Archived Abstract of Former PSC Researcher

Raghunathan, Trivellore, et al. 2014. "Total Serum Bilirubin Predicts Fat-Soluble Vitamin Deficiency Better Than Serum Bile Acids in Infants With Biliary Atresia." Journal of Pediatric Gastroenterology and Nutrition, 59(6): 702-707.

Objective: Fat-soluble vitamin (FSV) deficiency is a well-recognized consequence of cholestatic liver disease and reduced intestinal intraluminal bile acid. We hypothesized that serum bile acid (SBA) would predict biochemical FSV deficiency better than serum total bilirubin (TB) level in infants with biliary atresia.

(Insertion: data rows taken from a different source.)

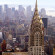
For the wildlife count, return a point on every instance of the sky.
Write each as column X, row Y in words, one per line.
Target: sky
column 47, row 4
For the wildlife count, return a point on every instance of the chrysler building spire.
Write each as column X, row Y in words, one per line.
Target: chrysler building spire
column 36, row 38
column 36, row 14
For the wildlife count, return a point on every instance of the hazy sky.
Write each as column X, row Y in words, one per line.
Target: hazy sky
column 41, row 3
column 47, row 4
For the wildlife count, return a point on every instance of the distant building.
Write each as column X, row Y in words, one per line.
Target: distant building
column 54, row 50
column 1, row 9
column 15, row 53
column 45, row 21
column 36, row 39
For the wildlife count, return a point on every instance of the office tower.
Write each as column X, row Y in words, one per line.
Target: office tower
column 0, row 9
column 54, row 50
column 5, row 8
column 36, row 39
column 13, row 9
column 29, row 13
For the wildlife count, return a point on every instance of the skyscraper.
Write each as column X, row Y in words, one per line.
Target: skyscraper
column 0, row 9
column 36, row 39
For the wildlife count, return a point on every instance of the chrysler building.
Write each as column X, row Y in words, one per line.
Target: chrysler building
column 36, row 38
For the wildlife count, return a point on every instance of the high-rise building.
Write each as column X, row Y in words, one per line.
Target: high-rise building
column 29, row 13
column 54, row 50
column 0, row 9
column 36, row 39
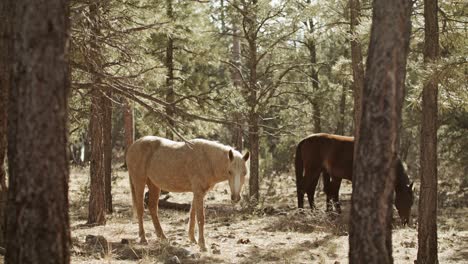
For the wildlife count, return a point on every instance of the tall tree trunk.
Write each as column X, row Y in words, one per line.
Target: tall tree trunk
column 427, row 218
column 129, row 125
column 314, row 76
column 237, row 135
column 370, row 238
column 6, row 62
column 252, row 103
column 97, row 199
column 170, row 96
column 107, row 142
column 340, row 127
column 37, row 227
column 358, row 67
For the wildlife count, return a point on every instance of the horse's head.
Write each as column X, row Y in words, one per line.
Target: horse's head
column 237, row 171
column 404, row 201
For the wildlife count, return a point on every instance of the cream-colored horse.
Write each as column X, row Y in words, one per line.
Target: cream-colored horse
column 180, row 167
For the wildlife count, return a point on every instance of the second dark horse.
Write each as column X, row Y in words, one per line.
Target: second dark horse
column 332, row 155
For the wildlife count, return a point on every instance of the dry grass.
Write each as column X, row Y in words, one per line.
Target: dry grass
column 272, row 232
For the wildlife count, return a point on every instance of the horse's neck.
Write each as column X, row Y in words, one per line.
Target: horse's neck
column 217, row 159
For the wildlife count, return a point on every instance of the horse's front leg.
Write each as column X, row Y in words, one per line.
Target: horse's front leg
column 192, row 221
column 200, row 211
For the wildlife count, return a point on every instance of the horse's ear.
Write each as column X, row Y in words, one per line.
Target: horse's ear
column 246, row 156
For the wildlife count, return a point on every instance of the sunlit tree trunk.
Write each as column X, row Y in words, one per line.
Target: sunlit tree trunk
column 370, row 237
column 129, row 125
column 252, row 103
column 97, row 199
column 312, row 47
column 6, row 65
column 37, row 227
column 357, row 65
column 237, row 135
column 107, row 144
column 170, row 95
column 427, row 217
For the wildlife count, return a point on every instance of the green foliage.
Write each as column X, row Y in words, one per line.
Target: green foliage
column 134, row 37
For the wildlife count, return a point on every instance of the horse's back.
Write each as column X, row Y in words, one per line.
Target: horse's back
column 327, row 151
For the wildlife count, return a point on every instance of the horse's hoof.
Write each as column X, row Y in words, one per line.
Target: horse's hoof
column 203, row 248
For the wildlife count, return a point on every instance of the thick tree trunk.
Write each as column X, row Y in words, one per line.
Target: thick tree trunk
column 129, row 126
column 97, row 199
column 340, row 130
column 427, row 217
column 358, row 68
column 254, row 137
column 6, row 62
column 315, row 81
column 237, row 135
column 373, row 173
column 254, row 189
column 107, row 142
column 37, row 227
column 170, row 95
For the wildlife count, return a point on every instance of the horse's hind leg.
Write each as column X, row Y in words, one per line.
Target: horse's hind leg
column 327, row 190
column 153, row 200
column 193, row 210
column 200, row 211
column 335, row 186
column 139, row 188
column 311, row 180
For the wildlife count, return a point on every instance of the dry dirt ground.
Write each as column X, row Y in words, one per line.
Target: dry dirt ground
column 273, row 232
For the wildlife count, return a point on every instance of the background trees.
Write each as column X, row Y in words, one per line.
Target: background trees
column 260, row 74
column 37, row 208
column 376, row 152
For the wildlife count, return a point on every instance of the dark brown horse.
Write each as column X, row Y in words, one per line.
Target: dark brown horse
column 332, row 155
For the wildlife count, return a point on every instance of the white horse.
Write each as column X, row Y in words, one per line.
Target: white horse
column 180, row 167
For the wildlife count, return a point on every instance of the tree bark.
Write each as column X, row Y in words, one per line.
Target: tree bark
column 358, row 67
column 170, row 95
column 340, row 130
column 254, row 137
column 376, row 153
column 129, row 126
column 6, row 62
column 237, row 135
column 107, row 142
column 427, row 217
column 37, row 227
column 314, row 76
column 97, row 199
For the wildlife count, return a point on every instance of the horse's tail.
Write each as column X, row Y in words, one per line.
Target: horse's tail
column 299, row 166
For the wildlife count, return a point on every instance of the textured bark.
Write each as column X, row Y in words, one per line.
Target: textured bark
column 358, row 67
column 129, row 125
column 170, row 95
column 252, row 90
column 427, row 217
column 37, row 227
column 340, row 130
column 237, row 135
column 107, row 142
column 373, row 174
column 314, row 76
column 97, row 200
column 6, row 62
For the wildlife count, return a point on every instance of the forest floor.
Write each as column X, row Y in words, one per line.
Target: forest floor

Methods: Infants enrolled in the Trial of Corticosteroid Therapy in Infants with Biliary Atresia after hepatoportoenterostomy were the subjects of this investigation. Infants received standardized FSV supplementation and monitoring of TB, SBA, and vitamin levels at 1, 3, and 6 months. A logistic regression model was used with the binary indicator variable insufficient/sufficient as the outcome variable. Linear and nonparametric correlations were made between specific vitamin measurement levels and either TB or SBA.

Results: The degree of correlation for any particular vitamin at a specific time point was higher with TB than with SBA (higher for TB in 31 circumstances vs 3 circumstances for SBA). Receiver operating characteristic curve shows that TB performed better than SBA (area under the curve 0.998 vs 0.821). Including both TB and SBA did not perform better than TB alone (area under the curve 0.998).

Conclusions: We found that TB was a better predictor of FSV deficiency than SBA in infants with biliary atresia. The role of SBA as a surrogate marker of FSV deficiency in other cholestatic liver diseases, such as progressive familial intrahepatic cholestasis, alpha-1-antitrypsin deficiency, and Alagille syndrome in which the pathophysiology is dominated by intrahepatic cholestasis, warrants further study.